Another use case that I've run into a few times recently is the need to test both configurations of a feature flag. As soon as we enable the new feature in browser tests, using configuration defaults in extension.json or DevelopmentSettings.php, we lose the ability to test the status quo behavior where the feature is disabled. Currently, we work around this limitation by setting cookies which backdoor-enable the feature configuration.

I'd like to also mention that we should keep test parallelism in mind. Any solution which simply sets something in LocalSettings or the database will affect all tests, so we need to isolate at the correct granularity to let suites each run with their own configuration, but without single-threading.

And what user-generated content does it refer to? Our tests run against a clean installs where the only content is content prepared by our own tests.

Take the GrowthExperiments Suggested Edits feature for example. If I want an end-to-end test that loads the homepage, clicks on a card, then follows the guidance workflow, currently I would need to either 1) set up elasticsearch in CI (a non starter, not possible with Quibble currently) or 2) use a remote wiki API to provide the data for the suggested edits feature, which introduces a whole set of other problems we don't want in our tests.

In our extension, we we have StaticConfigurationLoader and StaticTaskSuggester services; if we could easily specify that we want default services overridden with those static services when running any test (or particular tests) in selenium or api-testing frameworks, then we have a nice, deterministic setup that can be used for our browser or API tests.

Tgr renamed this task from Establish a standard way of overriding service wiring for end-to-end tests to Establish a standard way of overriding service wiring for browser tests.Jun 4 2020, 10:43 AM
Tgr added a comment.Jun 4 2020, 11:02 AM

If the results can be random, then that means the feature fundementally is not intending to ensure a specific page to be recommended at any point in time. Why does the test care which page is recommended?

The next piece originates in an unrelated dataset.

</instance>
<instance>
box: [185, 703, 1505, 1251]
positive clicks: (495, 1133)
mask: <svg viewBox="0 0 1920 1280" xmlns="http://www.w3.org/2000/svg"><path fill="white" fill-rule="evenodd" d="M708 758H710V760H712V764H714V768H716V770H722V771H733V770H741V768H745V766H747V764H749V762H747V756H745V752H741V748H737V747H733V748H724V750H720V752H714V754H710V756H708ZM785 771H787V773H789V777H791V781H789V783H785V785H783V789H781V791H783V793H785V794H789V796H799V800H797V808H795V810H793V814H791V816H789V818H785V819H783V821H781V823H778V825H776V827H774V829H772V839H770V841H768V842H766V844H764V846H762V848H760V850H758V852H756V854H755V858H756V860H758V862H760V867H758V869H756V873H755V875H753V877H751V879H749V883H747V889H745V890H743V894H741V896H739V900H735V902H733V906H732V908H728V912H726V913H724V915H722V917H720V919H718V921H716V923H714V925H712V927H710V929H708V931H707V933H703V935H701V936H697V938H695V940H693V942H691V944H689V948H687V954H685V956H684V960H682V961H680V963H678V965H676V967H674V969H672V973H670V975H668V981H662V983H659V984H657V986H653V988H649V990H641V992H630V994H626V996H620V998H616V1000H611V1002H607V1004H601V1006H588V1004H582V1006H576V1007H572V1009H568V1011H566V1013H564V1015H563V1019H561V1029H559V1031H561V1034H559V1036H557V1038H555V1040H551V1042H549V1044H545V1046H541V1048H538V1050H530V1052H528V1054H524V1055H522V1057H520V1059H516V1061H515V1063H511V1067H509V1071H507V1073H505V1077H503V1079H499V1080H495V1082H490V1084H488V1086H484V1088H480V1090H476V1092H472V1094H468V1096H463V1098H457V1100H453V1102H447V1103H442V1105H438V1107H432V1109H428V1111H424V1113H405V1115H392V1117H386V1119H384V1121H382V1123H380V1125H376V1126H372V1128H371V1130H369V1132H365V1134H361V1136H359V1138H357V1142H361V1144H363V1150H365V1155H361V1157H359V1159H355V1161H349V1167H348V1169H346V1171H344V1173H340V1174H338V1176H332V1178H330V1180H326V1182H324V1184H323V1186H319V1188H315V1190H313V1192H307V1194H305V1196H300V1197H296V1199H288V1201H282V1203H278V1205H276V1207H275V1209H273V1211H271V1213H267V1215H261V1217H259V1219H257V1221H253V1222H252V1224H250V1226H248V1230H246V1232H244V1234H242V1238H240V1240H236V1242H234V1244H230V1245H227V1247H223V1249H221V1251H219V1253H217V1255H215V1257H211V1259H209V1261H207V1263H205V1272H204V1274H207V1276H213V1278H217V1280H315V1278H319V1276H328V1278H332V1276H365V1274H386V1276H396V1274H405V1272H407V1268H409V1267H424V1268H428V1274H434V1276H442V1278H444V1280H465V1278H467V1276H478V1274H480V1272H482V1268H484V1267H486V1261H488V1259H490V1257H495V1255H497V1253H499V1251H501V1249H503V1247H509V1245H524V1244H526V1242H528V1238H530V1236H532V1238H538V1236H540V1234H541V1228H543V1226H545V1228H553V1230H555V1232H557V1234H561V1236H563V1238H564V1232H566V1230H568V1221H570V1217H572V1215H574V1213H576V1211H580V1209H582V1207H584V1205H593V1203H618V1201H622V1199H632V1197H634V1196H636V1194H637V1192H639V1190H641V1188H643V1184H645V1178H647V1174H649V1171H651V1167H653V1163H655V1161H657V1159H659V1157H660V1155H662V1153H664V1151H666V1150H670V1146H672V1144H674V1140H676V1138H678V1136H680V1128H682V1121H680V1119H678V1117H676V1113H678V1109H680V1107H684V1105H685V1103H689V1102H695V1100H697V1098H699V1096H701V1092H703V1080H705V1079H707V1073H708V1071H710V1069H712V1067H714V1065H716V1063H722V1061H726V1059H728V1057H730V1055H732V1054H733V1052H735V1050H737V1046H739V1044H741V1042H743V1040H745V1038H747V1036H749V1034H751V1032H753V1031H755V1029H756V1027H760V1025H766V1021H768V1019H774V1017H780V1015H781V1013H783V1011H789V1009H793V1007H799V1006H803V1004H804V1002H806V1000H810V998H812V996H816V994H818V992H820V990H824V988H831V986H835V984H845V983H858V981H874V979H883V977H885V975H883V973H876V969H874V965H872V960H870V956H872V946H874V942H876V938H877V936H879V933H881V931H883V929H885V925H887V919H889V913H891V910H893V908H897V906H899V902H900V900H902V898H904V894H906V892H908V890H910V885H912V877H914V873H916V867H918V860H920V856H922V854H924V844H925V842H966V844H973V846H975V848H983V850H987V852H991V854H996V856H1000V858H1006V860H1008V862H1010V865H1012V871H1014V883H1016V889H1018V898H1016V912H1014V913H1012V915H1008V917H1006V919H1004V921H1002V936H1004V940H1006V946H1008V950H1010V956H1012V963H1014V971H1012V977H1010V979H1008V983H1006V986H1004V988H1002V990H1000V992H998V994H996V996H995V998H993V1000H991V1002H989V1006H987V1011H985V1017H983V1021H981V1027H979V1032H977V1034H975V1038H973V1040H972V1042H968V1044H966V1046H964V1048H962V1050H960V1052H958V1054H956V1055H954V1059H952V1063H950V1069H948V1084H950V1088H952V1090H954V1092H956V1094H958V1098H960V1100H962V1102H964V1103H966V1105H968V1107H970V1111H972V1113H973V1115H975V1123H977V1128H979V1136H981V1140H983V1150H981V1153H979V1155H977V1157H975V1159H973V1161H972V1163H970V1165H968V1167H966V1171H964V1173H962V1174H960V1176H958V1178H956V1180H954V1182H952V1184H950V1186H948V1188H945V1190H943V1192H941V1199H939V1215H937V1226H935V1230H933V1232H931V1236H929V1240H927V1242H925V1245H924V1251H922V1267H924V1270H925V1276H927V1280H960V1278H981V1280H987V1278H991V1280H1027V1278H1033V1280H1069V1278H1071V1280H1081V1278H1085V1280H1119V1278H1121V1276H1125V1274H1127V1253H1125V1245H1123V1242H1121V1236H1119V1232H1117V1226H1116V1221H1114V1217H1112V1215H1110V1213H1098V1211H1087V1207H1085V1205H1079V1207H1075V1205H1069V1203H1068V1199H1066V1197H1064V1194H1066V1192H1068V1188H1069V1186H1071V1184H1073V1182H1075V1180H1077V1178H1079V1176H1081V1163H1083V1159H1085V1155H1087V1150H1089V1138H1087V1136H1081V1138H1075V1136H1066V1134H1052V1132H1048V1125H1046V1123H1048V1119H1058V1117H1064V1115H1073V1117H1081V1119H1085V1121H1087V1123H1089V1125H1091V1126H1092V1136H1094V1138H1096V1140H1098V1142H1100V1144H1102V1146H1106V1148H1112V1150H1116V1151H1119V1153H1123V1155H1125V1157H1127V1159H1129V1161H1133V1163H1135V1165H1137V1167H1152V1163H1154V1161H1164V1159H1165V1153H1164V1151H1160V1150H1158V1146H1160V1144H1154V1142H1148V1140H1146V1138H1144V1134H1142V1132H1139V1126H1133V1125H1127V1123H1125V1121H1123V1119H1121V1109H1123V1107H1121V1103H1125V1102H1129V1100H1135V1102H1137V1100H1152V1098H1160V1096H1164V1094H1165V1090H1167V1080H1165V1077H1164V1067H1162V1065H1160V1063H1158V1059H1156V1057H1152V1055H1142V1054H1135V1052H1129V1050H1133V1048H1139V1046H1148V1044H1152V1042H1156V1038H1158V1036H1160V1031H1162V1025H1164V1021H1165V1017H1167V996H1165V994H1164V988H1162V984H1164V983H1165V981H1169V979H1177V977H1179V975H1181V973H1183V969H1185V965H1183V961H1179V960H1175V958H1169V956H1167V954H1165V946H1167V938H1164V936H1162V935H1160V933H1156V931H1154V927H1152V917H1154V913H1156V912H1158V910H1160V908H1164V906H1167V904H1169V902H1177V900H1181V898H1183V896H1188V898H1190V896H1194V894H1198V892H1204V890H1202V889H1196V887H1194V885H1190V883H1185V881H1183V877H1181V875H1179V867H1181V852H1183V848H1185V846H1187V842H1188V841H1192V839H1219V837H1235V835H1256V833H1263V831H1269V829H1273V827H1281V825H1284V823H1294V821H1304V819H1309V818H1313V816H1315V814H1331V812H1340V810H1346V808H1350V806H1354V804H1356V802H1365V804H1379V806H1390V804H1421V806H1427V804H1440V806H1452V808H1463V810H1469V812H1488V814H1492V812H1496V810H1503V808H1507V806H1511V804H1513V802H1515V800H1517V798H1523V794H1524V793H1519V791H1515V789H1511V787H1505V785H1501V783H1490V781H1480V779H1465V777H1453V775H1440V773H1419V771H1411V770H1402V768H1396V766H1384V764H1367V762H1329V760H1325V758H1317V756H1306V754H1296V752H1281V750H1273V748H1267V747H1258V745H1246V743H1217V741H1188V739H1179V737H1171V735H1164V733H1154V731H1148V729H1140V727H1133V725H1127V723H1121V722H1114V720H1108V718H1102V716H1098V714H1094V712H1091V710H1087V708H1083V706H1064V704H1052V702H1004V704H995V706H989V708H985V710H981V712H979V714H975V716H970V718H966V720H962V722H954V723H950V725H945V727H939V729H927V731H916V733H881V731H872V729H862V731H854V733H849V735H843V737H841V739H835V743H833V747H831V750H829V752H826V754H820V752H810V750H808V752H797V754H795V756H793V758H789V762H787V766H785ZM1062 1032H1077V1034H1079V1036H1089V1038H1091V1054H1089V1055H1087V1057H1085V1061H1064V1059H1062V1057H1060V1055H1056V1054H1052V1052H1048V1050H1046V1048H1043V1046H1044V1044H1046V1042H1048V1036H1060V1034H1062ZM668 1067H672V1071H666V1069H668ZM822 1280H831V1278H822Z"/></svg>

The API randomizes result ordering (in some situations). The frontend code does not care about sorting choices made by the API; it receives a set of objects, and needs to display them in the exact same order. A browser test that is intended to test the frontend behavior (clicking on navigation arrows and such) can the most easily do that by replacing the API result set with a fixture.

I don't know about this service or api-testing in particular, but for end-to-end testing in general we start with a fresh wiki each CI run. There exists only the pages your test creates, and maybe the pages other tests have or will create.

That makes already long-running and fragile browser tests to be even longer-running and more fragile. Sometimes unreasonably so (consider something like category page pagination - would you want to test that by setting up hundreds of wiki pages?).

Both this idea as well as the idea of injecting settings or other PHP code would break support for running tests without server access to the MW install, which I think is fine, but did have some opposition/doubt in the past.

I also think it is fine. The only reason to run tests without server access is to run smoke tests in production / staging. That has its value, and it makes sense for some CI tests to double as smoke tests, but I don't think it makes sense to require all of them to do so.

Regarding jobs running, there is a shortcut in wdio-mediawiki to run pending jobs. There are tests for other features that needed this for the same reason.

We can always add enough epicycles to make our current system work, sure. But if we need to do that all the time, at some point we should stop and reconsider if it's still the right system to work with.

I think being able to browser test larger code components (in the Growth use case, the frontend code and backend view layer involved in presenting a special page) without the test depending on all other components which would be normally involved (in the Growth use case, MediaWiki's content lookup logic, search engine, user preferences, and probably a number of other things) is a reasonable expectation.